SHOW YOUR WORK #2: What Is Your Process?

How much do I share without destroying the mystery of my finished work?
How much do I share without destroying the mystery of my finished work?

SHOW YOUR WORK #2: What Is Your Process?

SHOW YOUR WORK #2: What Is Your Process?

Share what you want, not what you think you “have to”

Some thoughts on what to write about, photo, and share on social media.

I’m a double-juried (in two media) craftsman member of the League of New Hampshire Craftsmen, a well-established, well-respected organization that supports and markets the work of members in many ways: galleries, events, exhibitions, and its prestigious Annual Craftsmen’s Fair held in August every year. (I achieved tenure, so even though I now live a few thousand miles away, I still retain my membership.) I eventually volunteered to become a member of the Fair Committee, because I was so curious about what went on “behind the curtain” to produce these incredible 9-day long event.

One feature of our annual outdoor fair was demo booths. For a reduced rate, a juried craftsman got a super-sized booth (about 20’x30’, if I remember correctly) to not only display their wares, but to do demonstrations of their craft for the public. When I started, there were three such booths at each year’s fair.

And every year we had to beg people to sign up for them.

The reason was, sales at these booths were horrible. Even with the savings and prominent placement on the grounds (an off-season ski resort), people knew they would struggle to make any money that year. It just wasn’t worth it to them.

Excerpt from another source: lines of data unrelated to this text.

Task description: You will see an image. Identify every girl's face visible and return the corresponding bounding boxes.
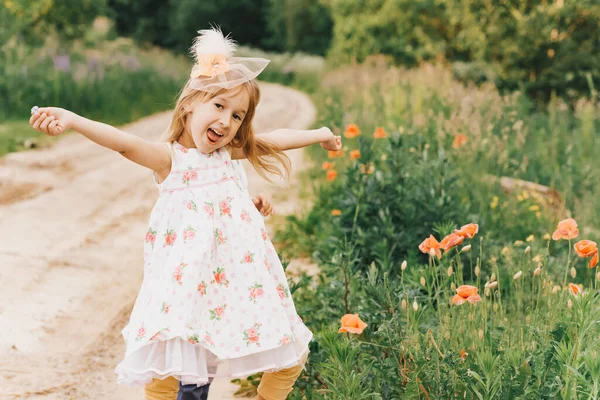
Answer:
[184,86,250,153]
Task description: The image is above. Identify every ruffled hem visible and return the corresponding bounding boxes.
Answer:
[115,334,312,386]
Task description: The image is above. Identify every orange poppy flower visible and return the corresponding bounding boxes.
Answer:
[452,133,469,149]
[588,252,598,268]
[327,169,337,182]
[321,161,333,171]
[552,218,579,240]
[454,224,479,239]
[338,314,368,335]
[450,294,466,306]
[373,127,387,139]
[569,283,583,296]
[344,124,360,139]
[419,235,442,258]
[440,233,465,251]
[573,240,598,258]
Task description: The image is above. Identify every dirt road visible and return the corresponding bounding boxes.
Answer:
[0,84,315,400]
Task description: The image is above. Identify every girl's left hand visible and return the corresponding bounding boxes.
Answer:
[252,194,275,217]
[321,128,342,151]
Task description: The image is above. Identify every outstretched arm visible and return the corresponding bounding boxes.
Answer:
[29,107,171,175]
[231,127,342,159]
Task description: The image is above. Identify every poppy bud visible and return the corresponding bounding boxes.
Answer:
[513,271,523,281]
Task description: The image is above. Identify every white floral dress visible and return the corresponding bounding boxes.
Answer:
[116,142,312,386]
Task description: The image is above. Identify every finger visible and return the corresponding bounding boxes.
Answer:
[40,115,54,133]
[29,113,40,125]
[48,119,62,136]
[32,114,46,131]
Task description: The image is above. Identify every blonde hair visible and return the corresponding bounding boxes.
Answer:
[161,79,291,182]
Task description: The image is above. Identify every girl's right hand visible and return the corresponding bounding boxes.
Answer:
[29,107,75,136]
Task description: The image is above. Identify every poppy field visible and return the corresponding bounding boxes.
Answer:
[278,62,600,399]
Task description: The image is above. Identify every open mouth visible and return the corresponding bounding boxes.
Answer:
[206,128,224,144]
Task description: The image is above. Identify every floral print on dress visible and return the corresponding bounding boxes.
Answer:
[173,263,187,286]
[240,210,252,224]
[163,229,177,247]
[198,281,206,296]
[277,333,294,346]
[135,322,146,342]
[248,282,265,304]
[145,228,156,248]
[210,267,229,287]
[185,200,198,212]
[181,170,198,185]
[183,226,196,242]
[215,228,227,246]
[240,250,254,264]
[219,197,233,218]
[244,322,262,347]
[277,283,290,300]
[210,304,227,321]
[204,201,215,217]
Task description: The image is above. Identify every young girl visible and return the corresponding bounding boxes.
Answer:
[30,30,341,400]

I can’t remember why I decided it might be something to try, but boy, did I do my research. I checked in with past demonstrators, and asked if it were worthwhile. Almost everyone said, “Not that year, but my sales afterwards steadily climbed!” So, okay, consider it a loss-leader in the short-term, and investment in a bigger audience down the road. I could handle that.

But my superpower is gathering as much information as I can from every conceivable source. And so I also checked in with Bruce Baker, a jewelry-maker and gallery/gift shop owner who traveled across the country for years giving workshops on all things craft/art business related: Display, sales techniques, pricing, etc. (Bruce has retired this part of his biz and returned to jewelry-making full-time, but his CDs live on.) He lived relatively close, so I was able to attend many of his workshops, and even served with him on panel discussions and with traveling craft biz-building workshops for a year.

I called Bruce, and he graciously gave me the insights and advice I was looking for.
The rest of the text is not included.